Exhibitions
UPCOMING EXHIBITION
Eleanor Dorrien-Smith
Drifting Contours
Drifting Contours: A study in tidal landscape and light is my first show with Eleanor Dorrien-Smith. Better known for painting the South West and the Isles of Scilly, I managed to lure Eleanor to the East and persuade her to stay here in North Norfolk for a week's residency last August.
It was a balmy week. The light was typically muted, but the mornings were clear and fresh. We walked for miles along the coast, from Brancaster to Burnham Overy and onto Holkham; Eleanor carried on to Stiffkey and Morston, sketching, looking, absorbing the landscape. What was followed by a second visit earlier this year, then culminated in this thirty-painting series to be aptly exhibited in The Boathouse at Burnham Overy Staithe.

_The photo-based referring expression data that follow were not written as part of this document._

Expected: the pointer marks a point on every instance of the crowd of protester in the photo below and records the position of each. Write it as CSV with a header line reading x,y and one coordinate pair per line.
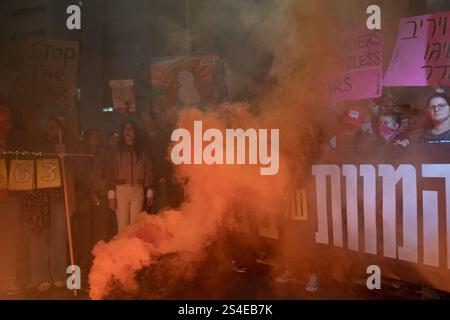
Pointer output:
x,y
118,175
127,172
385,121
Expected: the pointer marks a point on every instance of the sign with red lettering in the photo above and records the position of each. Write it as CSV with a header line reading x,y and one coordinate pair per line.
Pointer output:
x,y
422,53
49,71
359,66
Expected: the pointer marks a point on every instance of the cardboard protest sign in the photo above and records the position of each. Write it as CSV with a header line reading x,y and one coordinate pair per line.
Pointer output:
x,y
49,70
123,96
390,211
190,80
358,73
422,52
48,173
21,175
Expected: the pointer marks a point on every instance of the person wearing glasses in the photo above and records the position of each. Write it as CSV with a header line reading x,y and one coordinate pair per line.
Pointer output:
x,y
438,114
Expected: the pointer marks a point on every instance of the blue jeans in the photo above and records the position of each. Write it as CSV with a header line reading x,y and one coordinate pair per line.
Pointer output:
x,y
48,248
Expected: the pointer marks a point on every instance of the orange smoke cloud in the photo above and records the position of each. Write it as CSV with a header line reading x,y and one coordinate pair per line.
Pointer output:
x,y
214,192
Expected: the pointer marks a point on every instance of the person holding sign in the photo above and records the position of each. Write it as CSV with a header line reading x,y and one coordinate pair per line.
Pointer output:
x,y
130,172
9,215
438,112
45,220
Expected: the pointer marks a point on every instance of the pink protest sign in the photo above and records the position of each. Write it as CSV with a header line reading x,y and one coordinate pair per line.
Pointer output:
x,y
359,66
422,53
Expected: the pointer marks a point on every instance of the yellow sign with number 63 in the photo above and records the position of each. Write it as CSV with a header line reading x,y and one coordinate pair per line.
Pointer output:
x,y
48,173
21,174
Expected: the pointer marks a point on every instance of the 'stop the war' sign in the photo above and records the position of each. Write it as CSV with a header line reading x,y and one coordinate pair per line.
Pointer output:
x,y
422,53
49,71
359,66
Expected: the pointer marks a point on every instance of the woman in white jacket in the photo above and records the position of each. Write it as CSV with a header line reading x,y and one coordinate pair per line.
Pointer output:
x,y
130,174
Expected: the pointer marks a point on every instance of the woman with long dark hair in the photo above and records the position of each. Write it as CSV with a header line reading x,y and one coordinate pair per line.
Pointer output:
x,y
129,176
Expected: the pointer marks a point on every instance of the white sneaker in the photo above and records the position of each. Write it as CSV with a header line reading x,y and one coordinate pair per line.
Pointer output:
x,y
313,283
44,286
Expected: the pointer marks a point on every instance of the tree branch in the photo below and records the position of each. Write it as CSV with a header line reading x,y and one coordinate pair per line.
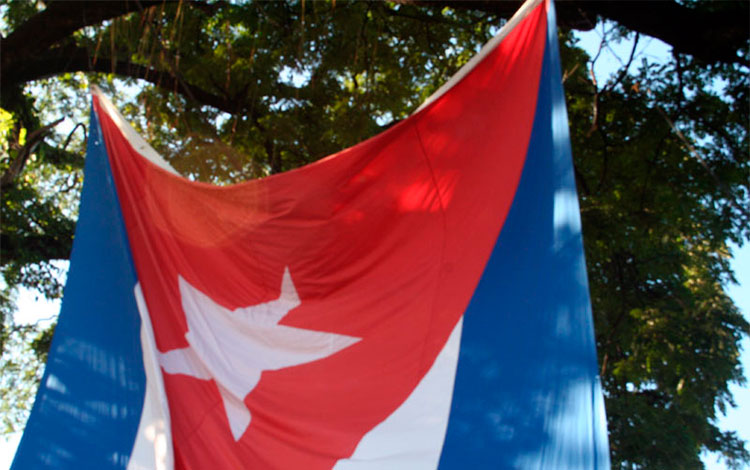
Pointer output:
x,y
57,22
77,59
33,140
712,32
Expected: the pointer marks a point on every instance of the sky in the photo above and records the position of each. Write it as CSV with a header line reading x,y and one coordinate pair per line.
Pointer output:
x,y
612,57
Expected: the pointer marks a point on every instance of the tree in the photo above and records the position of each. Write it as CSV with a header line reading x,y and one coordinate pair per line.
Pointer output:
x,y
233,91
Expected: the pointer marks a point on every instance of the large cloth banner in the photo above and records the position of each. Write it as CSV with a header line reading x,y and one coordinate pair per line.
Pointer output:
x,y
417,301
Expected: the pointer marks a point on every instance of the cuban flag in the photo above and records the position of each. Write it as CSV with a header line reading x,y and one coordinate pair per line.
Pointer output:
x,y
417,301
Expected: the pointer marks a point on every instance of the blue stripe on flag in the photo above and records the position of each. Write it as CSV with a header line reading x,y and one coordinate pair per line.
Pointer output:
x,y
527,394
89,405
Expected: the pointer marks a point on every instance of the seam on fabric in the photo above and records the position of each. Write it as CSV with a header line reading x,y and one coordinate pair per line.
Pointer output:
x,y
441,263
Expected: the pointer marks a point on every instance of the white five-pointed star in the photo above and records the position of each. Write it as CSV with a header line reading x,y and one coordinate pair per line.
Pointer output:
x,y
234,347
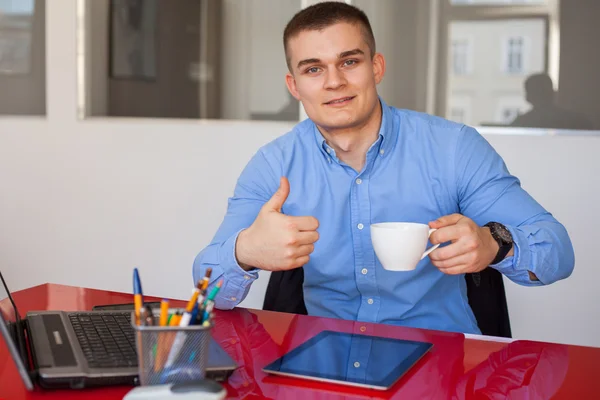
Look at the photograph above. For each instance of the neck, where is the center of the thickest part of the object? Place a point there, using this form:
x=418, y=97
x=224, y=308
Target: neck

Loose in feel but never distorted, Eleanor's paintings are rooted in the underlying shapes and contours of this landscape we love and know so well. Colour plays a vital role, a gentle palette of blues and greens on unfinished sandy-toned canvases. You can feel the heat of the day, the particular coastal, hazy light that she masterfully captures as it washes across her shorelines.
A landscape in flux is hard to recreate. The creeks, marshes and sandbanks are constantly reshaped by the tides. Colours shift with the weather and light.
These paintings are unmistakably Norfolk, but equally they capture the essence of being absorbed by these ‘drifting contours.’
I’ve been trying to pinpoint why I am so drawn in by Eleanor’s style - perhaps it is the echo of England’s green and pleasant lands meditatively portrayed by William Nicholson, or the erring towards abstraction of Paul Nash, or the contemplative nature of James McNeil Whistler recently witnessed at The Tate Britain, either way something resonates hard, but most importantly, what you are left with is a very distinctive and innovative harmony.
CURRENT EXHIBITION
Kate Giles
Remember Tomorrow
Gainsborough's House presents new and recent paintings by acclaimed painter, Kate Giles, who has made some of the most vital depictions of landscape in recent times. The exhibition is a key part of the Spring/Summer Season at Gainsborough's House, celebrating the 250th anniversary of John Constable’s birth. Open 26th April to October 11th.
Kate Giles: “How I work is dependent on a deepening familiarity with place, a repetitive mining of it until ‘known by heart’. Close to Constable’s idea of painting as doggedly driving in a nail. Working in series, often on several pieces at the same time, allows for something different to emerge with every piece whilst fundamentally allowing the materiality of paint as something with a life of its own.’